Polyester is a manufactured product, usually a textile, that is made from synthesized polymers. It tends to be very resilient, quick drying, resistant to biological damage such as mold and mildew, easy to wash and able to hold forms well. Although polyester is often maligned as a textile, it has many useful applications. It is, however, highly flammable, so care should be taken when wearing it. Many synthetic fabrics are subject to flammability because they are made from polymers.
This substance is made from polyethylene terephthalate (PET), the same material that is used to make plastic drink bottles. Many drink bottles are recycled by being reheated and turned into polyester fibers, which, in addition to being an efficient use, also helps keep polymers out of landfills. Polyester is a plastic that was invented in Britain in the early 1940s. In the 1950s, it became popular as a textile because of its easy care, its drape and its versatility.
To make polyester, ethylene glycol and dimethyl terephthalate are mixed together. The chemical reaction results in bisterephthalate. This substance is heated to 270 degrees Fahrenheit (132 degrees Celsius), and it reacts again to form polyethylene terephthalate. Like many chemical reactions that result in polymers, the polyester-making process results in unhealthy off-gassing, and protection should be worn by anyone who is making PET. After synthesizing the polymers, the manufacturer decides what to do with them.

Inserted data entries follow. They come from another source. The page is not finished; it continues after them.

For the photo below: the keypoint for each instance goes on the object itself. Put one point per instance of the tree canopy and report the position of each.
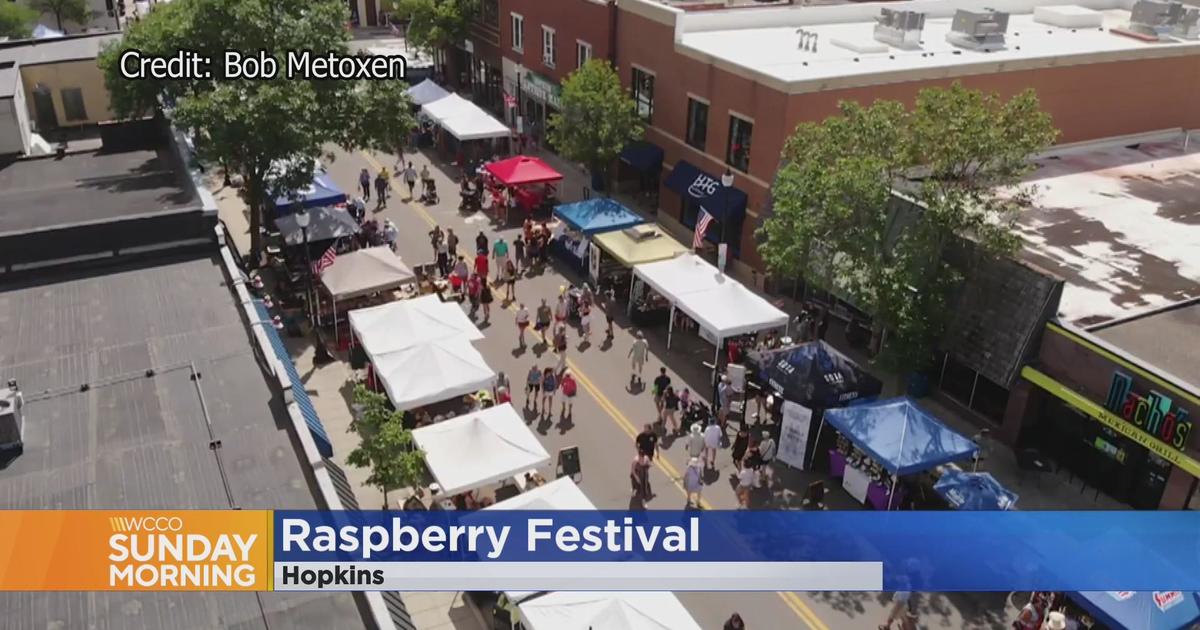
(957, 156)
(270, 131)
(597, 119)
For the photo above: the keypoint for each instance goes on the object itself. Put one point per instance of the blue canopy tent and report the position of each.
(901, 437)
(321, 192)
(975, 491)
(817, 376)
(1140, 611)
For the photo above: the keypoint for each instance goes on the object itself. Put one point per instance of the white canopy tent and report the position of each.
(432, 372)
(605, 611)
(397, 325)
(463, 119)
(723, 306)
(479, 449)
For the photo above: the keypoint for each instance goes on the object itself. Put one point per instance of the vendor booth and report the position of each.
(886, 441)
(586, 220)
(1127, 610)
(480, 449)
(605, 611)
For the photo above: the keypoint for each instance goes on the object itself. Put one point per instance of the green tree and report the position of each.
(71, 10)
(598, 118)
(269, 131)
(958, 155)
(387, 448)
(437, 24)
(16, 21)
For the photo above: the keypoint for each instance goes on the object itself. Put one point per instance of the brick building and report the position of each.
(724, 89)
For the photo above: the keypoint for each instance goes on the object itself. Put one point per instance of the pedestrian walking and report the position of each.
(365, 184)
(670, 408)
(549, 389)
(411, 180)
(694, 484)
(510, 281)
(713, 435)
(647, 442)
(569, 390)
(637, 353)
(485, 298)
(533, 385)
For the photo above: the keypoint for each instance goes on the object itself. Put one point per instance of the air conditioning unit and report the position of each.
(900, 29)
(978, 30)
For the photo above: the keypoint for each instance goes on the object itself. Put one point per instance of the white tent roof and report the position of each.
(479, 449)
(396, 325)
(606, 611)
(463, 119)
(426, 93)
(364, 271)
(720, 304)
(432, 372)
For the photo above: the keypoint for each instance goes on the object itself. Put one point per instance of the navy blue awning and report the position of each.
(645, 157)
(725, 204)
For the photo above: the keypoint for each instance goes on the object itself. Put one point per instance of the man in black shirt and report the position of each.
(647, 442)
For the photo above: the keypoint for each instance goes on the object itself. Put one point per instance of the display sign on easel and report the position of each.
(793, 435)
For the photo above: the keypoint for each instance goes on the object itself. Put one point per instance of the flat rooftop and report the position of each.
(765, 43)
(142, 442)
(87, 187)
(1121, 225)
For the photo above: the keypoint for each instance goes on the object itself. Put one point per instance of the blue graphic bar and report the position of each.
(919, 551)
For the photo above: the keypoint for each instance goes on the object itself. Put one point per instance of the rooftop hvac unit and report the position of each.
(978, 30)
(12, 424)
(900, 29)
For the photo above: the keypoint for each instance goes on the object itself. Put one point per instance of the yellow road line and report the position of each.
(791, 599)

PET can be formed into plastics that can later be recycled. It is a highly malleable material and appears in all sorts of applications, such as drink bottles, food trays and hoses. PET can also be used to make fibers that are used in products such as auto upholstery, quilt batting and clothing of all sorts.
To make polyester fiber, an extruder is used to produce very fine threads of PET. Polyester clothing tends to be slippery and silky in feel, although it can cause skin irritation for some wearers. This type of fibers used to make clothing can be knitted or woven, although most are knit, to maximize the flexibility of polyester. Some polyester is blended with other fabrics to provide more loft or stretch or to minimize skin irritation.